Hospice care, or end-of-life care, is a type of medical care for people in the final stages of a terminal illness. Rather than focusing on battling illness, hospice care is designed to ensure a patient is as physically and emotionally comfortable as possible.
Choosing the right hospice care is one of the most important decisions you can make for someone. Talk with your loved ones to make sure you understand their needs; if they’re not able to communicate, you can consult with a healthcare professional to discuss available options. The ultimate priority is the patient’s comfort in the last days of their life.
How to find hospice care
When it’s time to find hospice care, there are a few considerations you should keep in mind. Here’s some general advice for anyone looking for hospice care, regardless of their personal circumstances.
- Ask for recommendations: Talk to doctors, nursing homes, family members and anyone else who has knowledge of hospice care. Medical professionals are your best bet when it comes to advice. Look for a home care provider who focuses on hospice care.
- Look for accreditation: Check to see if your hospice care options are accredited by the Community Health Accreditation Partner (CHAP) or the Joint Commission on Accreditation of Healthcare Organizations (JCAHO). Hospices don’t have to be accredited, and those that aren’t still provide quality care. Accreditation simply means a third party has reviewed their services and found them acceptable.
- Medicare certification: A hospice that qualifies for Medicare certification must provide 16 different core (counseling, doctors’ appointments, food preparation, etc.) and auxiliary services (physical therapy, home care). If you’re a Medicare beneficiary, you’ll need to find a hospice that’s Medicare-certified for it to be covered.

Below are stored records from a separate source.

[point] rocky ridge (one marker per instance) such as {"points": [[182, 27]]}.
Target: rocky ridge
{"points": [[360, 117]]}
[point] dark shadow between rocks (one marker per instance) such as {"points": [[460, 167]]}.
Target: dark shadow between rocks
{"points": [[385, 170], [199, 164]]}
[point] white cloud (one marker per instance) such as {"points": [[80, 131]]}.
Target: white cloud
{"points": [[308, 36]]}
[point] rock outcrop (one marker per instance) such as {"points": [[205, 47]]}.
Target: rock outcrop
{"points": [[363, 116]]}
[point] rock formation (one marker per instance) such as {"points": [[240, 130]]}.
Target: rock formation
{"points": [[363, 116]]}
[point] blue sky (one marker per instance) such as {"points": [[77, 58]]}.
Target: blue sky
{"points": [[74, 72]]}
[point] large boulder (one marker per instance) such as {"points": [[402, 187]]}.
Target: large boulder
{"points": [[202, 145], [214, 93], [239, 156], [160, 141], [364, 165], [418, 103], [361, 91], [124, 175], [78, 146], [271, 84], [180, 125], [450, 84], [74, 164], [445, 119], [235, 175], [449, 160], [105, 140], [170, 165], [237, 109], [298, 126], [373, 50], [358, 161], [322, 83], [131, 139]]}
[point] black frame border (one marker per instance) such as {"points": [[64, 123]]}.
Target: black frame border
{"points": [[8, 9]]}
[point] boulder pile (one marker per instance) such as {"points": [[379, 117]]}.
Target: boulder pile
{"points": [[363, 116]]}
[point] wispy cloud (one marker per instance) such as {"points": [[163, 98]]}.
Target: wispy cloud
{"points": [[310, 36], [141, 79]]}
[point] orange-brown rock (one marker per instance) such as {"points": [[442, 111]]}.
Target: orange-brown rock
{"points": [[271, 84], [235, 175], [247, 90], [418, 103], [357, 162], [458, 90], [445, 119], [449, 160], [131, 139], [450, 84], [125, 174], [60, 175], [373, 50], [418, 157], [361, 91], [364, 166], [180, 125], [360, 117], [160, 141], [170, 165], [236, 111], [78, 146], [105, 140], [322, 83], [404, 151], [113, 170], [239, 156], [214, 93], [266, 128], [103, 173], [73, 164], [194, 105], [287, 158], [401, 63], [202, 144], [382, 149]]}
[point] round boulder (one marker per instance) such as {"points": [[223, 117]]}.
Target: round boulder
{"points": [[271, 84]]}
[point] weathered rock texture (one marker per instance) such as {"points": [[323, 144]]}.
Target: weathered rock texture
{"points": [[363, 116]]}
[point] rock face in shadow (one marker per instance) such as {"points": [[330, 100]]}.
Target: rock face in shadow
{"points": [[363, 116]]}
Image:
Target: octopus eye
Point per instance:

- Time in operation: The longer the hospice has been in operation, the more likely it is to have a good reputation. A hospice that’s been operating for more than three years is a good indication of stability.
- Personal relationship: After meeting with the hospice provider, you’ll have a general idea of who’ll be caring for your loved one. You’ll know, for instance, if they’re people you can handle spending some time with. It’s important to make sure you and your loved one get along with the caregivers before you commit to their services.
What hospice services to look for
In addition to providing general comfort, hospice care can offer a variety of services. You’ll want to address any specific needs you or your loved one has. Some additional services you should look for:
- Pain relief: If the patient deals with a lot of pain, make sure your hospice care provider can help with this; this service could require medical professionals to administer pain medicine.
- Spiritual guidance: If your loved one has any religious customs you want observed, look for a hospice with a chaplain or religious leader who can offer spiritual help.
- Family help: Find out what the hospice will expect in terms of help from the family. If you can’t prepare food, keep the house clean, change bedpans or administer medication, make sure the care provider will cover these tasks.
- Inpatient options: Most hospice care takes place in the patient’s home, but your loved one might require inpatient care. Inpatient hospice care leases beds in a hospital or nursing facility in order to move patients if they need it.
- Bereavement services: Most hospices offer standard counseling services, but some have specialized bereavement services and support groups for patients and their families. Ask your hospice provider about its bereavement service options to see if any fit your particular needs.